There are other signs around the room that indicate that this is no ordinary classroom.
On one wall, a poster of education activist Malala Yousafzai looks across the room at another poster, one of American rapper Christopher Wallace, aka The Notorious B.I.G. The other opposing sides of the room have posters of writers and activists W.E.B. Du Bois and Ida B. Wells across from a wall of film posters and a section of famous rappers, which includes a staged mugshot of Rosenthal himself. His crime? "Reading books."
And at the head of the class, sitting behind Rosenthal, is an iconic photo of prolific author James Baldwin by Dmitri Kasterine for Esquire magazine. The teacher said there is no writing more revolutionary than Baldwin's in terms of examining oneself within the greater context of the world.
Rosenthal has taught ninth-grade English at the school for the past eight years and said he's learned never to take the youth of the school for granted because of their age.
"The power of their voices is something continually being reinforced here. I've pushed that Socratic self-examination piece more and more to how they're responding to the world, and I've become more bold in bringing social issues into the classroom," he said.
For his ninth-grade Honors English final for the past two years, he's put forth to his students a month-long "individual learning pursuit" of their own design. Rosenthal explained how he's expecting a range of responses, from short collections of poems and personal essays to demonstrations, artwork and creative cuisine. "Planning and thoroughly completing a fulfilling project that most closely corresponds with a sincere, and deep-seated interest is the only major requirement of this project," the teacher wrote in the syllabus.
As one of his ninth-grade Honors English sections sat at their desks, arranged in a circle, they shared their highlights and criticisms of the course and content. They seemingly all agreed that having the freedom to explore and share their own interests was an important and valuable class component.
Parker Bell-Devaney and a few of his classmates said October's field trip to Pittsfield's Barrington Stage Company to see the production "Camping with Henry and Tom," was a unique opportunity. The trip involved all English students, not just the Honors English classes. The play was inspired by a 1921 camping trip involving Henry Ford, Thomas Edison and President Warren G. Harding and explores the themes of politics, friendship and leadership. It inspired further workshops and conversations in the class during the weeks following the trip.
In addition to texts — ranging from the 1954 William Golding novel, "Lord of the Flies" to John Green's 2008 novel, "Paper Towns" — the freshman Honors English class also views and analyzes themes, writing and language used in documentary films, spoken word videos and even music videos.
Sadie Cotler, a self-proclaimed former hater of poetry, said she's since taken quite a liking to it, due to the course. "I think it's really important that you gave us the chance to express ourselves. You're one of the only teachers who have given us a voice. You care about what we think, and that's great," she told Rosenthal in Thursday's class.

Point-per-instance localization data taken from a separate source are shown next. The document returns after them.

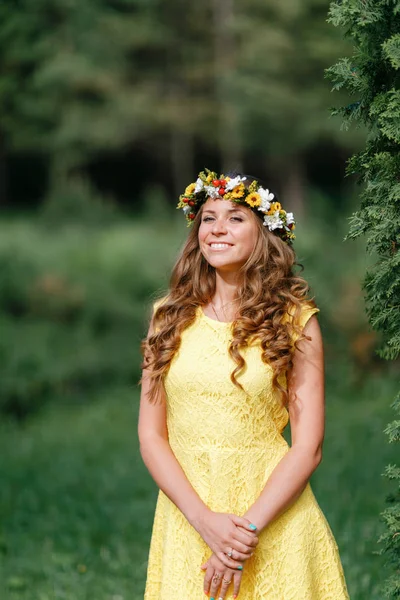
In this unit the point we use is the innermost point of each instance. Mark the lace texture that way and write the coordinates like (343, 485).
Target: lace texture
(228, 444)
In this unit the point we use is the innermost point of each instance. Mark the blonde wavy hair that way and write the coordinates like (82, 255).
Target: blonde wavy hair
(269, 290)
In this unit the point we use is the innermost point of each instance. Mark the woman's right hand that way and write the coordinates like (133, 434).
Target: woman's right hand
(226, 532)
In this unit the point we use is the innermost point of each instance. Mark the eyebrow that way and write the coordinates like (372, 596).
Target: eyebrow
(208, 210)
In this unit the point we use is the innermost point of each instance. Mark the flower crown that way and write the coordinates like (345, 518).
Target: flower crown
(209, 185)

The students were also not shy in expressing critical feedback, as Cotler also did, in commenting how the "Lord of the Flies" unit was too long. In the classes' great divide on "Paper Towns," which Rosenthal piloted this year, Will McLaughlin politely suggested that this summer might be Rosenthal's "time to try out a new book," versus continuing on with it next year. That matter's still up in the air.

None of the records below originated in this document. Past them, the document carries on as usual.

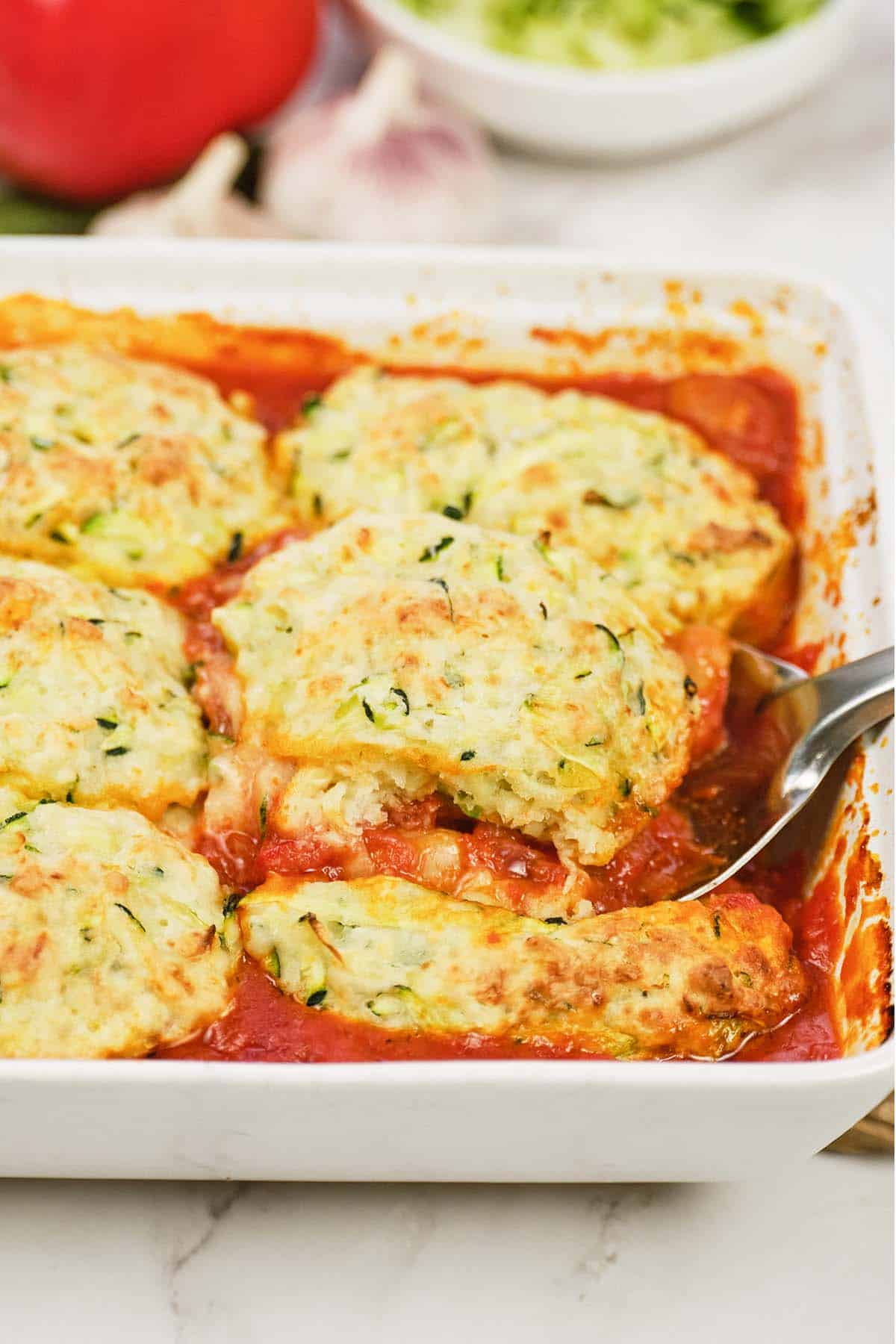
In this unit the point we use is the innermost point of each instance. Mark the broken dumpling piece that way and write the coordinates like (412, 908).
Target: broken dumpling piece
(669, 980)
(93, 698)
(127, 470)
(395, 658)
(676, 522)
(112, 934)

But what does matter is that students have the platform for honest dialogue and action in the class.
Rosenthal's been putting an emphasis on public speaking this year, which involved students having to write campaign speeches about what they'd like to see change in the school. After hearing the speeches, several students encouraged their peers to take their ideas straight to the school principal.
Former student Sarah Michaels recalls having that same feeling of growth and change throughout her experience in the class.
"His classroom is not only a learning environment full of students, but a safe haven with a family," she said. "The students he teaches are accurate representations of how a teacher can impact kids. They all end up maturing immensely from the time they walk in that door on the first day of school, to the time they leave in June."
Rosenthal said he hopes his students continue to make connections with the work that they do and the people that they meet through the class and field trips.
"When you feel you have a voice in the community and a relationship [with it], it's a powerful thing," he said.